Salt of the Hayward Shoreline
Salt is gathered using two main methods: mining and solar evaporation.
The mining method is considered to be a form of deep-shaft mining where people dig for salt that already exists in ancient underground seabeds. When using this method, minders systematically blast through underground walls of salt and collect what has come from the previous walls. A good portion of what is collected using the mining method is produced as rock salt.
The solar evaporation method (this is how the Oliver Salt Company produced salt) is just as labor intensive and, quite possibly, more labor intensive. When using this method, ocean water is taken inland into marshes and put through different processes until we get salt—it’s a little more complicated than that so let’s start at the beginning. First, it is a relatively common misconception that salt is directly within ocean water but geologically speaking, only the ingredients for salt are mixed into the ocean.

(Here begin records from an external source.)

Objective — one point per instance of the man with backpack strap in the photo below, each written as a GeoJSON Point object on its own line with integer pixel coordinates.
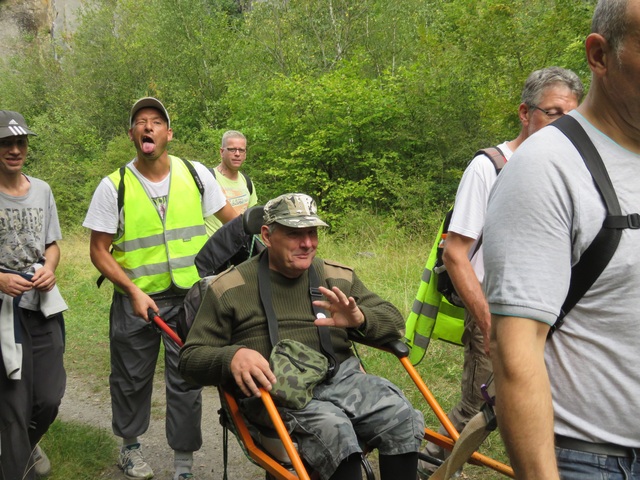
{"type": "Point", "coordinates": [154, 239]}
{"type": "Point", "coordinates": [567, 406]}
{"type": "Point", "coordinates": [236, 185]}
{"type": "Point", "coordinates": [547, 95]}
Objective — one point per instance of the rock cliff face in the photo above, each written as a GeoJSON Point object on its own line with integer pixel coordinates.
{"type": "Point", "coordinates": [20, 18]}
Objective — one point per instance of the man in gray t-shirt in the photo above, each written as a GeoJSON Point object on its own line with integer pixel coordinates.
{"type": "Point", "coordinates": [32, 376]}
{"type": "Point", "coordinates": [567, 406]}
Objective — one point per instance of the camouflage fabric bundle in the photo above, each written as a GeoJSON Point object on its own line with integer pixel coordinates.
{"type": "Point", "coordinates": [298, 369]}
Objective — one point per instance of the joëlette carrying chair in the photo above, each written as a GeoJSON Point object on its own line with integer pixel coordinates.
{"type": "Point", "coordinates": [278, 463]}
{"type": "Point", "coordinates": [279, 457]}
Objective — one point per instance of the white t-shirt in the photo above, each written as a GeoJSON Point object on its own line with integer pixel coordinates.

The sea gets matter from two main sources: 1) streams, rivers, runoff, and other water sources carry sodium ions from eroded rocks into the ocean and 2) oceanic volcanic activity provides chloride ions. Together, sodium ions and chloride ions are extremely compatible but H2O keeps the two separated. As H2O is eliminated through precipitation, sodium and chloride become one to make halite (technical term for salt). When salt is reintroduced to other elements, e.g. saliva from our tongues, the two minerals instantly dissolve into separates again.